The content of a dictionary can be cleared with the method clear(). The dictionary is not deleted, but set to an empty dictionary:
>>> w.clear()
>>> print(w)
{}
Update: Merging Dictionaries
What about concatenating dictionaries, like we did with lists? There is someting
similar for dictionaries: the update methode
update() merges the keys and values of one dictionary into
another, overwiting values of the same key:
>>> w={"house":"Haus","cat":"Katze","red":"rot"}
>>> w1 = {"red":"rouge","blau":"bleu"}
>>> w.update(w1)
>>> print(w)
{'house': 'Haus', 'blau': 'bleu', 'red': 'rouge', 'cat': 'Katze'}
Iterating over a Dictionary
No method is needed to interate over a dictionary:
for key in d: print(key)But it's possible to use the method iterkeys():
for key in d.iterkeys(): print(key)The method itervalues() is a convenient way for iterating directly over the values:
for val in d.itervalues(): print(val)The above loop is of course equivalent to the following one:
for key in d: print(d[key])
Connection between Lists and Dictionaries
If you have worked for a while with Python, nearly inevitably the moment will come,
when you want or have to convert lists into dictionaries or vice versa.
It wouldn't be too hard to write a function doing this. But Python wouldn't be Python,
if it didn't provide such functionalities.
If we have a dictionary
D = {"list":"Liste", "dictionary":"Wörterbuch", "function":"Funktion"}
we could turn this into a list with two-tuples:
L = [("list","Liste"), ("dictionary","Wörterbuch"), ("function","Funktion")]
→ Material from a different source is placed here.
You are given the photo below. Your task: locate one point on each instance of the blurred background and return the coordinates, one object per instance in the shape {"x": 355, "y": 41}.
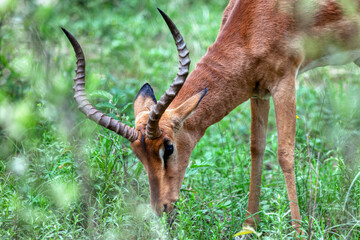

The list L and the dictionary D contain the same content, i.e. the information content, or to express ot
sententiously "The entropy of L and D is the same". Of course, the information is harder to retrieve
from the list L than from the dictionary D. To find a certain key in L, we would have to browse through
the tuples of the list and compare the first components of the tuples with the key we are looking for.
This search is implicitly and extremely efficiently implemented for dictionaries.
Lists from Dictionaries
It's possible to create lists from dictionaries by using the methods items(), keys() und values(). As the name implies the method keys() creates a list, which consists solely of the keys of the dictionary. While values() produces a list constisting of the values. items() can be used to create a list consisting of 2-tuples of (key,value)-pairs:
>>> w={"house":"Haus","cat":"Katze","red":"rot"}
>>> w.items()
[('house', 'Haus'), ('red', 'rot'), ('cat', 'Katze')]
>>> w.keys()
['house', 'red', 'cat']
>>> w.values()
['Haus', 'rot', 'Katze']
If we apply the method items() to a dictionary, we have no information loss, i.e. it
is possible to recreate the original dictionary from the list created by items().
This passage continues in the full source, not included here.